EWTN News portal reports on a 25th-anniversary commemoration held May 15, 2026, in Dimapur, India, honoring three Salesian members—Father Raphael Paliakara, Father Andreas Kindo, and Brother Shinu Joseph—killed by militants in Manipur in 2001. The ceremony, attended by relatives, former novices, and dozens of Salesian priests, framed the slain men as “shepherds who did not flee” and witnesses who “died for the faith.” The article further notes ongoing ethnic violence in Manipur, including the kidnapping of two Naga Salesian brothers just days before the commemoration. While the narrative of sacrifice is emotionally compelling, a rigorous examination from the perspective of integral Catholic doctrine reveals a profound theological void at the heart of this commemoration—one that exposes the conciliar sect’s systematic distortion of martyrdom, its silence on the true causes of persecution, and its complicity in the very apostasy that renders such sacrifices spiritually sterile.

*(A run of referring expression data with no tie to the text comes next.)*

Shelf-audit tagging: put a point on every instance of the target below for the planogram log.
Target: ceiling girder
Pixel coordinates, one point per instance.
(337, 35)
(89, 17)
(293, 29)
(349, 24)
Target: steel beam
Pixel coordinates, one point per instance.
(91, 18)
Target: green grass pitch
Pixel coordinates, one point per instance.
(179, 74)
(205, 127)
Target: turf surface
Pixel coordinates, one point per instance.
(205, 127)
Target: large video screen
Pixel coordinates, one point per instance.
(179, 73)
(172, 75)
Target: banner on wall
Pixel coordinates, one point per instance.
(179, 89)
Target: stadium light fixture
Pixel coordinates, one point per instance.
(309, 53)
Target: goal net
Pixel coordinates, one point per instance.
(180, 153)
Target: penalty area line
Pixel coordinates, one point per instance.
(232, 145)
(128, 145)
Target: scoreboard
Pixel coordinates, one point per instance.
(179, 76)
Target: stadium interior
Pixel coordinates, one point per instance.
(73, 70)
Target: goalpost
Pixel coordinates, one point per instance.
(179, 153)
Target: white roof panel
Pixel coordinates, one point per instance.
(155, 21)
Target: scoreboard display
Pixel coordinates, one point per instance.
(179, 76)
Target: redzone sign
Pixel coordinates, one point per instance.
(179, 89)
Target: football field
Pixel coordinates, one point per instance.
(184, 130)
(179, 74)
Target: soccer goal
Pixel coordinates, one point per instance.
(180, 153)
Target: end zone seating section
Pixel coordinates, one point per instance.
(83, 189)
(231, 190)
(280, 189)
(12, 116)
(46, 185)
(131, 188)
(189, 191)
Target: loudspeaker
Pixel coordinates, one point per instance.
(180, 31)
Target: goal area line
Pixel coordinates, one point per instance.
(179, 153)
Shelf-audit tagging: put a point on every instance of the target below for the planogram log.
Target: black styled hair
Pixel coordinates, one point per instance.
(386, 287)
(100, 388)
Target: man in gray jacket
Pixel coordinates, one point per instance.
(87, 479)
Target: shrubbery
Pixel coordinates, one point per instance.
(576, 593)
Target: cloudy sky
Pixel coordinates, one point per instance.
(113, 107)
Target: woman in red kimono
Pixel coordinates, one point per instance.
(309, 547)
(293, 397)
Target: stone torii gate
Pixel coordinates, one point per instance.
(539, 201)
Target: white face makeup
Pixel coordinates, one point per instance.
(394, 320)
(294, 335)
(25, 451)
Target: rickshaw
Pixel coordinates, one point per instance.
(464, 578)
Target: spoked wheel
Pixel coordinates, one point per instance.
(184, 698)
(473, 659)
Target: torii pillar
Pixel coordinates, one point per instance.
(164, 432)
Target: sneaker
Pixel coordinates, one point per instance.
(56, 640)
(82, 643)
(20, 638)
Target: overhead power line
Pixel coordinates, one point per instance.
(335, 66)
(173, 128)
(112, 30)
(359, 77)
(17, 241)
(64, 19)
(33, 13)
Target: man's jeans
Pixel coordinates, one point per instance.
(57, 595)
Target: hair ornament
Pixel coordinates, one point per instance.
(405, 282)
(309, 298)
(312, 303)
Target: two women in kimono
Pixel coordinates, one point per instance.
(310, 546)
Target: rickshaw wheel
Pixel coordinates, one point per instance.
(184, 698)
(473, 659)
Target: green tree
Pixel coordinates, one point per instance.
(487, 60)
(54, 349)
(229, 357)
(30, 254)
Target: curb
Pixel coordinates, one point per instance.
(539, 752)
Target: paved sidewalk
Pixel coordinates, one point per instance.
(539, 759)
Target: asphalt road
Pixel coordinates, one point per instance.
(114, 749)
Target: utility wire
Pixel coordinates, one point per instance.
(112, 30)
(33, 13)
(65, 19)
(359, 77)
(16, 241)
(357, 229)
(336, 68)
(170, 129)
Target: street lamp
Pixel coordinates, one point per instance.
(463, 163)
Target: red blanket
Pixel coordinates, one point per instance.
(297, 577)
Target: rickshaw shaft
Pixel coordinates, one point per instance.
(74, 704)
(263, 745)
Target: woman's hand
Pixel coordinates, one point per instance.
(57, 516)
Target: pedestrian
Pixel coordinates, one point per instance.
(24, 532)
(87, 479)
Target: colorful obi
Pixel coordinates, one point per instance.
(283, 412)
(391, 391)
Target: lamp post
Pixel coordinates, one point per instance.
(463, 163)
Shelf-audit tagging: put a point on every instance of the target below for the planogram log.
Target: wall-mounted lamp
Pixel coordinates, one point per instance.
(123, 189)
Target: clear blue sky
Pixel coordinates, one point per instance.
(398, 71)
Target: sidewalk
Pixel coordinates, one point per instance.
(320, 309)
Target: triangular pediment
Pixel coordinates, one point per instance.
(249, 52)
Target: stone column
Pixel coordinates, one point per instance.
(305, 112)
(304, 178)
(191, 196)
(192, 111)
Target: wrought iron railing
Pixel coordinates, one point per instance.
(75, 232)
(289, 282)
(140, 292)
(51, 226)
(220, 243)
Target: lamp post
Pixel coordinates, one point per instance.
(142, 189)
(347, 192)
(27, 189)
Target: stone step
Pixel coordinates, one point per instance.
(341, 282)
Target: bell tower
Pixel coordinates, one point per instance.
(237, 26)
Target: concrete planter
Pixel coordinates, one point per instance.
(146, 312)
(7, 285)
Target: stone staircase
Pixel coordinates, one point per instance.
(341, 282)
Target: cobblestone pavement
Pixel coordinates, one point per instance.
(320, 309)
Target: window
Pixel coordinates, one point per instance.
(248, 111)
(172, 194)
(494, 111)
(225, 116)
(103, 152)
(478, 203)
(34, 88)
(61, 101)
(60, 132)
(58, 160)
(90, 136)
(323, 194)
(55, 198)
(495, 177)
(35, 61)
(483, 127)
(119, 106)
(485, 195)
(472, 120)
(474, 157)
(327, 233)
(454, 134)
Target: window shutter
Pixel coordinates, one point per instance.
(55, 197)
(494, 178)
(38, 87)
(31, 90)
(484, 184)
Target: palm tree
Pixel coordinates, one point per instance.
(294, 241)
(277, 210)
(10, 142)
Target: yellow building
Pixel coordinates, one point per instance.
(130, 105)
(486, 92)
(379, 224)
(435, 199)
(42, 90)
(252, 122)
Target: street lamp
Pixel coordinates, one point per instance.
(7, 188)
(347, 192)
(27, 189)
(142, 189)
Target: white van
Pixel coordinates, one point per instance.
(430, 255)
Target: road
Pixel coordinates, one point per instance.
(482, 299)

The Manufacture of “Martyrdom” Without Catholic Criteria
The memorial card distributed at the event declares unequivocally: “They died for the faith.” Father Joseph Pamplackal, presiding over the Mass, echoed this assertion: “They died for the faith and inspired many to witness to the faith.” Yet nowhere in the article—nor, one suspects, in the entire conciliar apparatus surrounding this commemoration—is the slightest attempt to establish whether these men actually met the Catholic Church’s rigorous criteria for martyrdom.
The Catholic teaching on martyrdom is not a matter of sentimental tribute or communal grieving. It is a precise theological and canonical determination. The Summa Theologica of St. Thomas Aquinas (II-II, q. 124, a. 1) defines martyrdom as “the suffering of death for Christ’s sake, in witness to the truth of the faith.” The martyr must be killed in odium fidei—out of hatred for the Catholic faith. The killer’s motive must be specifically and directly related to the victim’s profession of Catholic truth. This is not a modern invention; it is the immutable teaching of the Church, confirmed by every Doctor and every canonist from St. Cyprian to St. Robert Bellarmine.

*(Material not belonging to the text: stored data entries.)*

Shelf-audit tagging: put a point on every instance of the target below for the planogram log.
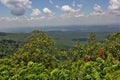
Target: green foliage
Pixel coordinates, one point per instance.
(38, 59)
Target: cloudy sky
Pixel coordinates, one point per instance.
(30, 13)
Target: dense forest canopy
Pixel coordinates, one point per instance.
(39, 59)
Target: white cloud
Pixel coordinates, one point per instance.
(97, 10)
(67, 8)
(17, 7)
(72, 12)
(35, 12)
(73, 3)
(51, 1)
(56, 21)
(114, 7)
(48, 12)
(57, 6)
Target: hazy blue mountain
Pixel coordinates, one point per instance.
(82, 28)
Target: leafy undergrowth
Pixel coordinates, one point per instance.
(39, 59)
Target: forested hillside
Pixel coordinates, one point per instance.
(39, 59)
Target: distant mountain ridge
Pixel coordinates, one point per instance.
(82, 28)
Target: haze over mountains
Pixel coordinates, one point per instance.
(81, 28)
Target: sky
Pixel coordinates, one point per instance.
(31, 13)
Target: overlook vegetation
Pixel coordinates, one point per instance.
(38, 58)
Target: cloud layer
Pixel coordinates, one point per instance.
(17, 7)
(48, 12)
(114, 7)
(69, 14)
(35, 12)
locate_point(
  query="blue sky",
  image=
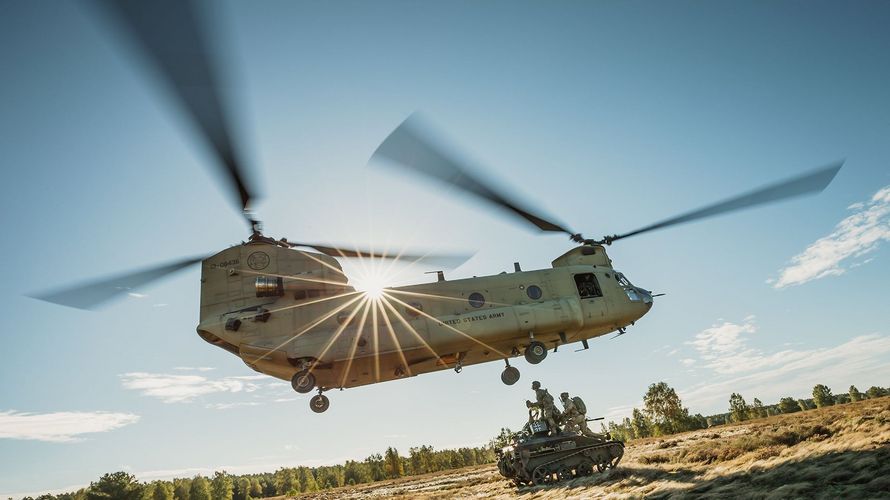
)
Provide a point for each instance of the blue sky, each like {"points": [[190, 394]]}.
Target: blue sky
{"points": [[608, 115]]}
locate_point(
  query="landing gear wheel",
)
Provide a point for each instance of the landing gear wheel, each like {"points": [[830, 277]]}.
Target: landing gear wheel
{"points": [[319, 403], [540, 476], [535, 352], [510, 375], [303, 382]]}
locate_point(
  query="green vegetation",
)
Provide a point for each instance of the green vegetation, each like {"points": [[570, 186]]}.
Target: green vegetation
{"points": [[664, 414], [288, 481]]}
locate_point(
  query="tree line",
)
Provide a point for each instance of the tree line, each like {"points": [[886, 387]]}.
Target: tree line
{"points": [[288, 481], [663, 412]]}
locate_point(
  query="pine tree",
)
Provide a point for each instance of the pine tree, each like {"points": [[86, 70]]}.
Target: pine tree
{"points": [[117, 485], [738, 407], [221, 486], [393, 465], [822, 396], [200, 489], [788, 405]]}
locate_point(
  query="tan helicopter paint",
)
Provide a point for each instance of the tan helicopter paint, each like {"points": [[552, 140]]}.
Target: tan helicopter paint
{"points": [[433, 327]]}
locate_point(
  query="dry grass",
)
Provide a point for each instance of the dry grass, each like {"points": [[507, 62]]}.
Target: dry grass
{"points": [[837, 452]]}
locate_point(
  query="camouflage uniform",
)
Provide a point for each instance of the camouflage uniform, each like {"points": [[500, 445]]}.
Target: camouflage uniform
{"points": [[575, 421], [544, 401]]}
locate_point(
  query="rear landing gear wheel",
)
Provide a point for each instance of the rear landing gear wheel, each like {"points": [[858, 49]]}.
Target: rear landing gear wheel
{"points": [[510, 375], [303, 382], [540, 476], [535, 352], [319, 403]]}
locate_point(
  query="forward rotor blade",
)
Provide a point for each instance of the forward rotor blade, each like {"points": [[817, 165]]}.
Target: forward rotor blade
{"points": [[413, 148], [92, 294], [170, 35], [449, 261], [812, 182]]}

What do we learn from the article about the motives of the killers? Armed militants “stormed the novitiate demanding money and the novices’ lives.” Money was handed over. The militants then demanded that novices be separated into categories of “locals” and “outsiders.” This is ethnic and territorial violence—the kind of tribal bloodletting that has plagued northeast India for decades. There is no mention whatsoever that the killers acted out of hatred for the Catholic faith, the Real Presence of Christ in the Eucharist, the Papal primacy, or any defined dogma of the Church. The three Salesians died because they stood between armed men and young men they were sheltering. This is heroic. This is admirable. But is it martyrdom in the Catholic sense?

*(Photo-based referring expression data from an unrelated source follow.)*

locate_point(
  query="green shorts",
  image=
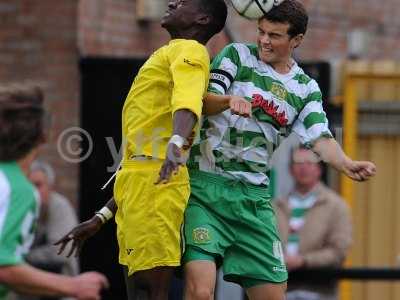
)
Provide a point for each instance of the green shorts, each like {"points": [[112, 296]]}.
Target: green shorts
{"points": [[233, 223]]}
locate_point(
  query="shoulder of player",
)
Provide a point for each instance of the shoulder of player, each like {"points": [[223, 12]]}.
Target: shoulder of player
{"points": [[304, 79]]}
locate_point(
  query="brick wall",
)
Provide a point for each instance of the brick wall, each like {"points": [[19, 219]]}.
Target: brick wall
{"points": [[38, 43], [109, 28]]}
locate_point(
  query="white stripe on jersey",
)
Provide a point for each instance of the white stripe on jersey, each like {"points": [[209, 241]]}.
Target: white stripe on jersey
{"points": [[313, 106], [5, 199]]}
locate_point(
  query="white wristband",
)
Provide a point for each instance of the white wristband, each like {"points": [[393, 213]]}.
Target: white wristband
{"points": [[106, 212], [177, 140]]}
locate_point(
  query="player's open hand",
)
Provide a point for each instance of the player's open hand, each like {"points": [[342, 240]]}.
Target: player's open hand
{"points": [[78, 235], [171, 164], [240, 106], [89, 285], [359, 170]]}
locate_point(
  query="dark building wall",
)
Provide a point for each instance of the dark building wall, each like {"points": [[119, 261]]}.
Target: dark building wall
{"points": [[38, 42]]}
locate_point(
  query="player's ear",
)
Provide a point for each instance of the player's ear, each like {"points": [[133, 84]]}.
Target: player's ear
{"points": [[297, 40], [203, 19]]}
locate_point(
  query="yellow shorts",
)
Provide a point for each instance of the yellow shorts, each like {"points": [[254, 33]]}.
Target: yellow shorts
{"points": [[149, 216]]}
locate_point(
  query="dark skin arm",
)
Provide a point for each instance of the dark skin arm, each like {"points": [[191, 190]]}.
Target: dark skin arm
{"points": [[184, 122], [79, 234]]}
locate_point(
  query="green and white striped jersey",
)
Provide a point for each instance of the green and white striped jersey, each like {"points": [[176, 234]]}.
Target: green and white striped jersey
{"points": [[240, 148], [19, 205]]}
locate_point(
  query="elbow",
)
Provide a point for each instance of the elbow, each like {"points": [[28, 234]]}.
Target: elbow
{"points": [[6, 274]]}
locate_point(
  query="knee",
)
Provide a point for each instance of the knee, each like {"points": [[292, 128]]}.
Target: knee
{"points": [[199, 292]]}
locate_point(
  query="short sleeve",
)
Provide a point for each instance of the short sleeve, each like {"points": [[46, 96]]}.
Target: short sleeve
{"points": [[190, 72], [312, 123], [224, 69]]}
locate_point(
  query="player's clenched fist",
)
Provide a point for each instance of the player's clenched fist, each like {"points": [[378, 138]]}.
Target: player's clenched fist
{"points": [[240, 106], [89, 285]]}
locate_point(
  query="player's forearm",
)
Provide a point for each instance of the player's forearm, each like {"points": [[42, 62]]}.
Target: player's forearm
{"points": [[26, 279], [184, 122], [331, 153], [107, 212], [214, 104], [111, 205]]}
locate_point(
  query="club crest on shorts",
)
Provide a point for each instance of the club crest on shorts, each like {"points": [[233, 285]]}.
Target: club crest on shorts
{"points": [[201, 235]]}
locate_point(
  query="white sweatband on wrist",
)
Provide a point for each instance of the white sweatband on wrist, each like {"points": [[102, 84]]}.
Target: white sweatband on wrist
{"points": [[177, 140], [101, 217], [104, 214]]}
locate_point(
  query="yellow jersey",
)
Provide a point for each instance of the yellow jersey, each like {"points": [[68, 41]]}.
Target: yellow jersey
{"points": [[175, 77]]}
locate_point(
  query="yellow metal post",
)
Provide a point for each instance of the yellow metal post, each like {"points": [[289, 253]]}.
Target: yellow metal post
{"points": [[350, 122]]}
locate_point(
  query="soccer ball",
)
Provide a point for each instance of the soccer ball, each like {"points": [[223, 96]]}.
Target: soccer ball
{"points": [[254, 9]]}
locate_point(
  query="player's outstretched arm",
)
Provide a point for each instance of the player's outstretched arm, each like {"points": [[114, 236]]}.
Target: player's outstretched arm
{"points": [[79, 234], [214, 104], [26, 279], [184, 122], [331, 152]]}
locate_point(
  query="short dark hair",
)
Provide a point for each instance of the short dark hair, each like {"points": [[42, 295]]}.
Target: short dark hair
{"points": [[218, 11], [292, 12], [21, 120]]}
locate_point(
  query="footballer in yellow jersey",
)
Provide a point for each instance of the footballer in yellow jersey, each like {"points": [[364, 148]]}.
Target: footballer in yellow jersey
{"points": [[161, 112]]}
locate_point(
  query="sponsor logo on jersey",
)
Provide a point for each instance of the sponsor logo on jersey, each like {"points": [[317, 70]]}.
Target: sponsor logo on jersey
{"points": [[269, 108], [279, 91], [279, 269], [186, 61], [201, 235]]}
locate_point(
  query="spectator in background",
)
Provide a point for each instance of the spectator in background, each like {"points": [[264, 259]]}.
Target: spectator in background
{"points": [[56, 214], [315, 227], [21, 134]]}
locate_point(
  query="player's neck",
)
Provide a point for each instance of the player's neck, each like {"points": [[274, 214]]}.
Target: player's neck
{"points": [[25, 162], [188, 35]]}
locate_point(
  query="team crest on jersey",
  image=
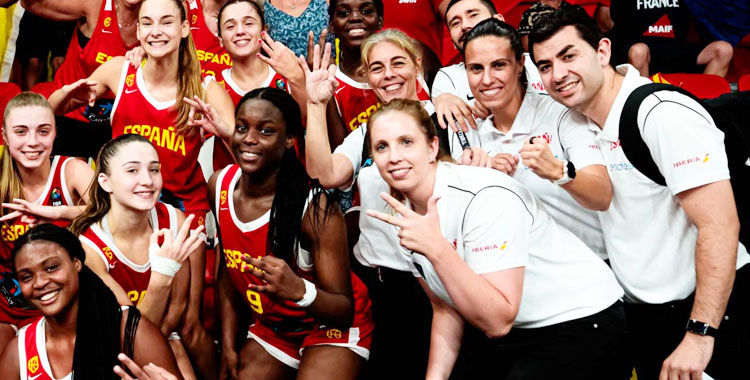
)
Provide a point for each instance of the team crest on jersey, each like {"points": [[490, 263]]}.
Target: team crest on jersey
{"points": [[107, 252], [55, 197], [280, 84], [333, 334], [33, 364]]}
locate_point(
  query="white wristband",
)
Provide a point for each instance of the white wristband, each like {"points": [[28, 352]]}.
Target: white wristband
{"points": [[310, 293], [163, 265]]}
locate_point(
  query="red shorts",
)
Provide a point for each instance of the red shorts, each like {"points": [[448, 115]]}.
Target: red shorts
{"points": [[288, 347]]}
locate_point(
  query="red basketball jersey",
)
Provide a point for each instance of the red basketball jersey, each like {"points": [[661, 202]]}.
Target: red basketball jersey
{"points": [[135, 111], [236, 93], [356, 101], [13, 307], [214, 59], [32, 352], [238, 239], [105, 43], [132, 277]]}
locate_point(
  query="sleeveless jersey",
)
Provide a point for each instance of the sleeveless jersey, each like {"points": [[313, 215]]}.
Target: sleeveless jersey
{"points": [[356, 101], [32, 353], [238, 239], [104, 44], [213, 58], [137, 112], [273, 80], [13, 308], [132, 277]]}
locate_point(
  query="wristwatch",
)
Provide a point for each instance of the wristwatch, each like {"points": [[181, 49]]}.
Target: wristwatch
{"points": [[701, 328], [569, 173]]}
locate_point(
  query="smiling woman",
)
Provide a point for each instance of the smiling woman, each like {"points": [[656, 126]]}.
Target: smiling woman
{"points": [[83, 328], [285, 258], [487, 253], [35, 188]]}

The conciliar sect has systematically debased the concept of martyrdom to render it meaningless. Under John Paul II—an apostate and heretic whose entire pontificate was a sustained assault on Catholic doctrine—the criteria for martyrdom were quietly relaxed, expanded, and ultimately emptied of theological content. Anyone who dies in circumstances tangentially related to their religious vocation is now eligible for the title. This is not Catholic theology; it is naturalistic humanitarianism dressed in ecclesiastical vestments. It is the same impulse that led the conciliar sect to canonize Maximilian Kolbe—who died not in odium fidei but as a substitution for a fellow prisoner in a Nazi camp, an act of charity but not of martyrdom properly so called.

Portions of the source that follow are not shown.